Evaluation of LLDPE
| Evaluation of LLDPE | The same product, but from different manufacturing batch behaved different in the processing. The purpose is to find out if the rheometer can tell the difference. |
|---|---|
| Instrument | Twin capillary rheometer |
| Temperature | 230℃ |
| Die | Long die = diameter 1mm,length 16mm,180゜ Short die= diameter 1mm,length 0.25mm,180゜ |
| Piston speed | We slowed down shear rate from 1500/sec to 6/sec in 8 steps, first, then raise it back in 7 steps. We tried to check the reproducibility of the results. |
■The result and sicussion
The【Figure12】is the shear viscosity data plotted against the shear rate.
The differences of the shear viscosity among A, B,C seems to be small.
Quick look may tell, A is easier to process since it has a lower shear viscosity.
The【Figure13】is elongational viscosity plotted against shear rate.
It shows huge elongational viscosity difference in the low shear rate range.
And Batch A seems to have the biggest resistance against the material stretching.
The【Figure14】is the one of elongational viscosity against elongational stress.
When you plot against the elongational stress, the difficulty of Batch A is clearer. It accepts the very small range of elongational stress, and it changes the viscosity rapidly with the small stress change. Thus, we can tell Batch A would be very difficult to use for certain manufacturing process.
Evaluation of ETFE
| Evaluation of ETFE | The same product, but from different manufacturing batch behaved different in the processing. The purpose is to find out if the rheometer can tell the difference. |
|---|---|
| Instrument | Twin capillary rheometer |
| Temperature | 297℃ |
| Die | Long die = diameter 1mm,length 16mm,180゜ Short die= diameter 1mm,length 0.25mm,180゜ |
| Piston speed | We slowed down shear rate from 15000/sec to 10/sec in 8 steps, first, then raise it back in 7 steps. We tried to check the reproducibility of the results. |
The result and sicussion;
The sample is ETFE from the same product, but from different manufacturing batches. When they extrude batch A, the product shows a shark skin on the surface. The batch B, C and D did not show any problem.
【Figure15】is the graph of shear viscosity plotted against shear rate. As we can see, the material manufacturer does a quite good quality control and the shear viscosity is the same in the measured shear rate range.
What is important is, we measure the same shear rate 2 times. So, the thermal stability is also quite good on these materials.

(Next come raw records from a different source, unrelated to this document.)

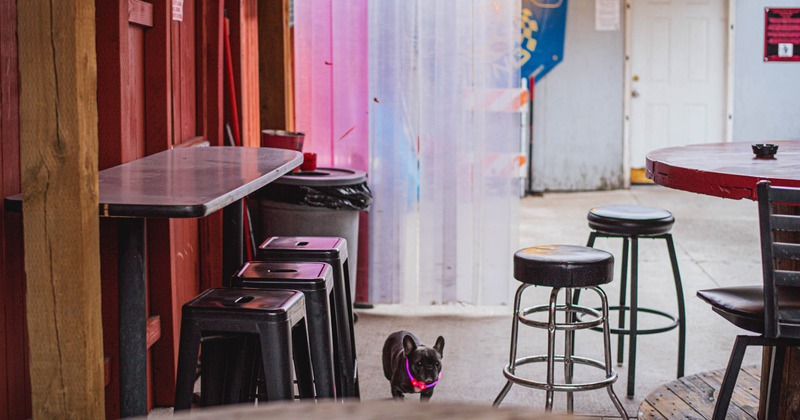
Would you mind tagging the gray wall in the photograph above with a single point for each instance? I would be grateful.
(577, 135)
(766, 96)
(578, 115)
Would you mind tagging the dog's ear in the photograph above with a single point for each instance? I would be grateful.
(408, 345)
(439, 346)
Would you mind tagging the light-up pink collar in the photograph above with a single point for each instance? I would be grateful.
(420, 385)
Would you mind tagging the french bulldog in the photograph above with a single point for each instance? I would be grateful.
(410, 366)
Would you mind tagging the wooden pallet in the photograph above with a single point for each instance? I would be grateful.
(693, 397)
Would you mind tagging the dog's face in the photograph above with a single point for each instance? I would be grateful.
(425, 363)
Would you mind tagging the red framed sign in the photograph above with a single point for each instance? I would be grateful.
(782, 34)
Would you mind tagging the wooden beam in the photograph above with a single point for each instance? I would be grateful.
(275, 65)
(58, 136)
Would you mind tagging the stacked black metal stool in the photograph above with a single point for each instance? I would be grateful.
(315, 281)
(333, 251)
(631, 223)
(276, 317)
(562, 267)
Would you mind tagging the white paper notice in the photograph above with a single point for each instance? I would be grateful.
(177, 10)
(606, 15)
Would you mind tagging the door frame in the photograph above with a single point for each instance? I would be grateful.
(627, 74)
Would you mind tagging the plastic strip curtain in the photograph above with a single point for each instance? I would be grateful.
(444, 155)
(331, 72)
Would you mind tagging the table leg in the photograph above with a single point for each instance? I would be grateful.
(233, 240)
(132, 317)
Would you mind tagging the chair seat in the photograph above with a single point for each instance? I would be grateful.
(563, 266)
(743, 306)
(630, 220)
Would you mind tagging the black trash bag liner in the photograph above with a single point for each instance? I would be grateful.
(337, 197)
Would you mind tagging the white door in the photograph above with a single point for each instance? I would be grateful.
(676, 74)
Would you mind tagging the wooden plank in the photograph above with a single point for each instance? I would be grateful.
(248, 85)
(15, 398)
(159, 131)
(694, 397)
(158, 88)
(275, 65)
(669, 405)
(58, 135)
(741, 399)
(210, 115)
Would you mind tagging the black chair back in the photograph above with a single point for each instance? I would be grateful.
(779, 220)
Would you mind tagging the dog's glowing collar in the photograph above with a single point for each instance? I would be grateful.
(420, 385)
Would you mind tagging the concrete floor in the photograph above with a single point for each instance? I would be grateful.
(717, 244)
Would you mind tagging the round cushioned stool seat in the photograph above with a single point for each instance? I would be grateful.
(563, 266)
(630, 220)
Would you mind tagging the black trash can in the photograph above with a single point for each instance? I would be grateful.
(323, 202)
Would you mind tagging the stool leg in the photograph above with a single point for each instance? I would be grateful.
(513, 353)
(681, 307)
(551, 348)
(775, 380)
(592, 237)
(337, 365)
(187, 363)
(301, 353)
(569, 342)
(319, 325)
(623, 290)
(350, 319)
(607, 352)
(276, 358)
(346, 334)
(729, 380)
(634, 314)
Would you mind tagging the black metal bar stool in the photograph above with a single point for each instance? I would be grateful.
(331, 250)
(315, 280)
(276, 317)
(560, 267)
(630, 223)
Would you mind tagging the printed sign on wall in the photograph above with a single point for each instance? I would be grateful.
(781, 34)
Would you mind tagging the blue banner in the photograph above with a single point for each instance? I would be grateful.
(543, 24)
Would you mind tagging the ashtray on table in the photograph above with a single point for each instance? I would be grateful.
(765, 150)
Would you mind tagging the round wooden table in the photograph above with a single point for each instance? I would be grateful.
(731, 170)
(727, 170)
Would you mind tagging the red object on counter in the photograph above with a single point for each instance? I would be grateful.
(309, 162)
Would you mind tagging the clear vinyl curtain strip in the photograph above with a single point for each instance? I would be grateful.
(443, 226)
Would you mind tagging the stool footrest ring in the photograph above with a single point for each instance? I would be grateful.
(641, 331)
(579, 324)
(581, 386)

However, when we compare the elongational viscosity【Figure16】【Figure17】, there is a huge difference in low shear arte or elongational stress area. And Batch A is very high.
So, it would be easy to identify the problematic batch by measuring elongational viscosity.
We have the same kind of results with PC and Rubber.
Figure15
Figure16
Figure17
Evaluation of ABS
| Evaluation of ABS | The purpose is to find out if heating up the extruder or cylinder is the right choice with ABS. In otherwords, temperature dependency is measured. |
|---|---|
| Instrument | Twin capillary rheometer |
| Temperature | 200℃・230℃・260℃ |
| Die | Long die = diameter 1mm,length 16mm,180゜ Short die= diameter 1mm,length 0.25mm,180゜ |
| Piston speed | We slowed down shear rate from 3000/sec to 30/sec in 5 steps, first, then raise it back in 4 steps. We tried to check the reproducibility of the results. |
■The results and discussion
The【Figure18】is the curve of shear viscosity, plotted against shear rate.
Higher temperature shows lower viscosity. So, this is very reasonable.
The【Figure19】is the graph of elongational viscosity
200℃ shows higher elongational viscosity in low shear rate range. Higher elongational viscosity means, the material shows more resistance against stretching. And stretching can happen in any converging/diverging flow.